# Dwarves, Space Marines, Chaos Space Marines + Bitz



## Huron_Blackheart (Sep 9, 2007)

Hey there, ive been off for a long time and have unfortunately fell out of the hobby and am looking to sell my warhammer figures as I am looking to get my own place, Some are paineted better than others but they are basecoated and painted to a basic level, though easilytripped if nessecary. The list is as follows:

Dwarves (£60)
40- longbeards/warriors
11 - thunderers
1 Cannon w/ crew
1 Organ Gun w/ crew
17 Miners
6 Slayer Deathseekers
1 Daemon Slayer
1 Thane 

Space marines (Blood Angels) (£50)
20 Tactical marines 
6 Veteran Marines (Imperial Fist XD, 1 Limited edition White Dwarf veteran)
6 Scouts
5 Devs (Rocket /L, Plasma /C, Lascannon and Heavy Bolter)
2 Tech Marines
1 Apothocary

Chaos Space Marines (£40)
3 Chaos Space Marines (lost some -.-)
11 Khorne Berserkers
7 Forgeworld Renegade Milliatia
1 Spawn
4 Chaos Terminators
1 Defiler
(Also The unpainted top-part of a baneblade that has been converted to a Nurgle Pus cannon, would need work, but the tricky part of the conversion ((the cannon)) is complete) 

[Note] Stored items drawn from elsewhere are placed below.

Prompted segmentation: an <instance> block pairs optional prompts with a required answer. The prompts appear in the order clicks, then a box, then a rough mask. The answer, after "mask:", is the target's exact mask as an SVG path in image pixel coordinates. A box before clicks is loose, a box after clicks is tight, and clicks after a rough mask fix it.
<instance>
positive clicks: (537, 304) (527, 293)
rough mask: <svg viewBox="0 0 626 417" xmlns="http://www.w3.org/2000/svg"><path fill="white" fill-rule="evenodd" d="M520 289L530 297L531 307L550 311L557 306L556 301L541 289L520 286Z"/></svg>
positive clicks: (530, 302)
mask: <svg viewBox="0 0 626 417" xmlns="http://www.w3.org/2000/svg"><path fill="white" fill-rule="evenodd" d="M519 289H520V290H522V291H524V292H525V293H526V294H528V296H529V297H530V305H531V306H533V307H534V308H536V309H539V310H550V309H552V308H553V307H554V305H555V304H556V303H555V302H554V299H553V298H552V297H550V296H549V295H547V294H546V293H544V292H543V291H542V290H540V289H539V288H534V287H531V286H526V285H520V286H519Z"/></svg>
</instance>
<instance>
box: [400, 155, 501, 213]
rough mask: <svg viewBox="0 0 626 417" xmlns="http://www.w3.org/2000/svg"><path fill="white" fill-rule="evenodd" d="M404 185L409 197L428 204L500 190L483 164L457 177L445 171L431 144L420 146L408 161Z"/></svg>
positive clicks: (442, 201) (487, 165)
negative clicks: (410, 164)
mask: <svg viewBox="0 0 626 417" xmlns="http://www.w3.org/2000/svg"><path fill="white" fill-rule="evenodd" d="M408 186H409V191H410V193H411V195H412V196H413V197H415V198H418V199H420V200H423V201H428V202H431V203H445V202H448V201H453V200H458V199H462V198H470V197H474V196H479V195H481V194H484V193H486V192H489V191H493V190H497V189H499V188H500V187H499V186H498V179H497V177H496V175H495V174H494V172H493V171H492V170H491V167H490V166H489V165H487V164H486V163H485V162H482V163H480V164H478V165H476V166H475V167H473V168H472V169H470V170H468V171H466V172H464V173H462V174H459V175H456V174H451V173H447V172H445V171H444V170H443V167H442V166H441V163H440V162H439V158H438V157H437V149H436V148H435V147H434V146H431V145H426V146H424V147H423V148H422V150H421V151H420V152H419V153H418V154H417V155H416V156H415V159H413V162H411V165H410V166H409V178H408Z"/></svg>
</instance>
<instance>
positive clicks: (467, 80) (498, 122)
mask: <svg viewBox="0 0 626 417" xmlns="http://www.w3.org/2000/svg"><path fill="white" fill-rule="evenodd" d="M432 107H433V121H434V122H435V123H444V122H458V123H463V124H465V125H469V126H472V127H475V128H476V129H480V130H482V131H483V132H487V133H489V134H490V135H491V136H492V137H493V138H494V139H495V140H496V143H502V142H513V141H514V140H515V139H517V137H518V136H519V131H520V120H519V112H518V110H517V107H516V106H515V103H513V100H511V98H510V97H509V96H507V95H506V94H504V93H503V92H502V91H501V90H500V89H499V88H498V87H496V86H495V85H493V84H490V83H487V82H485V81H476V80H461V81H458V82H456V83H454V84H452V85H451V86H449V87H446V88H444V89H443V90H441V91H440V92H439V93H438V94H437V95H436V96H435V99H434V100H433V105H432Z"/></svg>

A Shedload of Dwarf, CSM, SM, Skaven and even some unpainted Empire sprues + Bitz (£20, or free too the first person to buy an army)
Thanks for looking


----------



## Huron_Blackheart (Sep 9, 2007)

Can arrange pickup or post (for the base cost of sending) no problem.


----------



## Groedius (May 9, 2011)

What weapons have you got on the Longbeards / Warriors ?

Also are the Miners the plastic new models or the metal ones ?

And what weapons are the scouts using ?

Id be very interested in the Dwarfs / Space marines. I'd have to see what we could sort out though as I am going away on Sunday.


----------



## Huron_Blackheart (Sep 9, 2007)

Hey man, They are armed with hand weapons and sheilds, the scouts 3 with sniper rifles, 1 with a bolter and one with a heavy bolter,


----------



## Huron_Blackheart (Sep 9, 2007)

and plastic miners


----------